SysML is a UML profile that allows the creation of standard descriptions of a system. However, this profile is too generic to address embedded and real-time system design. The MARTE UML profile attempts to fill this gap by providing elements from both embedded software and hardware engineering. Unfortunately, it remains mainly descriptive in nature, since no commercial tools are available to simulate the models and extract performance data.
CoFluent Design offers the CoFluent methodology for UML to provide comprehensive framework and guidelines for joint use of UML, SysML and MARTE. The methodology offers simulation of multicore/multiprocessor hardware/software embedded system and chip models, enabling designers to observe the system behavior and analyze performance properties. The CoFluent methodology delivers modeling rules and method with tool support.

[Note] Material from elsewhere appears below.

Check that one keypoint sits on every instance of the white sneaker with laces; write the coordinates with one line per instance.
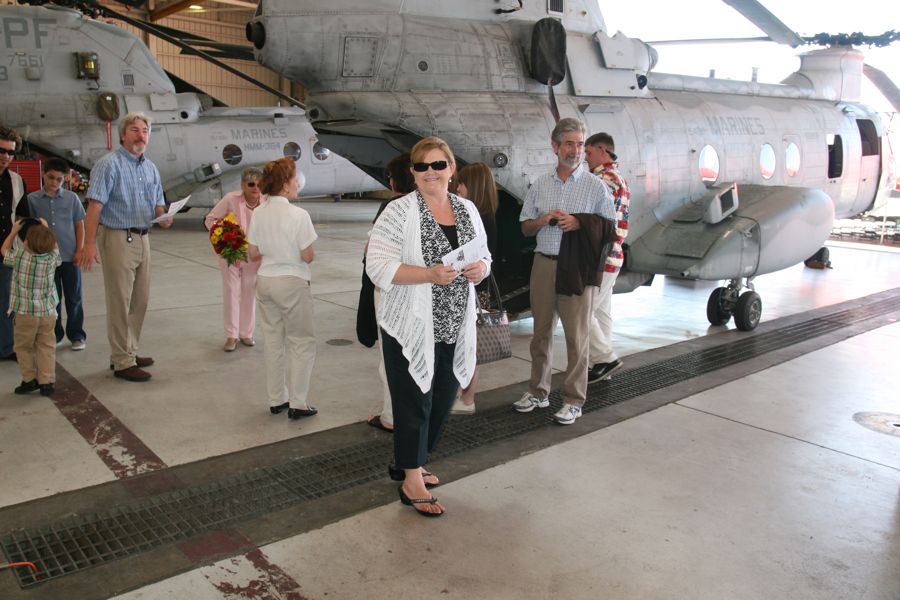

CoFluent Design's tool support includes:
- CoFluent UML profile extending UML 2.2, SysML 1.1 and MARTE 1.0 profiles
- Integration with leading UML modeling environments
- Link to CoFluent Design's CoFluent Studio SystemC 2.2-based simulation environment for model execution and extraction of performance figures
Fill out the inquiry form to ask for a free online demo of CoFluent Studio and MagicDraw integration.
The link to CoFluent Studio is achieved by model transformation from UML to CoFluent's Ecore-based internal model description. The CoFluent methodology for UML complies with CoFluent Studio's embedded system architecting flow and the MARTE profile's intent that separates the application or functional view from the execution platform view. The execution platform view is often called the hardware resource view.
Hardware/software partitioning is described in a mapping or allocation view, and the resulting allocated view represents the actual embedded software threads executing on the various cores and operating systems that constitute the hardware and firmware. The resulting allocated view is a "virtual system", since it encompasses the full hardware/software system.
Existing virtual platform and virtual prototype environments require the assembly of detailed intellectual property block models. CoFluent Design's virtual system modeling and simulation technology overcomes many of the limitations of virtual platforms since it can be executed before detailed hardware intellectual property block models and embedded software are available. Thus, it removes the inherent limitations due to the availability of the models or their important development time and associated cost. The CoFluent technology also goes beyond traditional UML simulation that does not take into consideration architectural and non-functional performance dimensions such as thread priorities and scheduling, time constraints, bus transactions, memory accesses, power consumption, memory footprint, cost, etc. Virtual systems provide fast and accurate evaluation of various use cases and design scenarios by executing UML specifications and predicting the behavior, performance and power consumption. Accurate prediction is critical for multicore and low-power designs.
CoFluent Studio with UML support enables system designers to store and exchange design information internally and between third parties in a standard format. It allows the delivery of executable specifications and SystemC test cases for further system validation with SystemC-based virtual platform environments.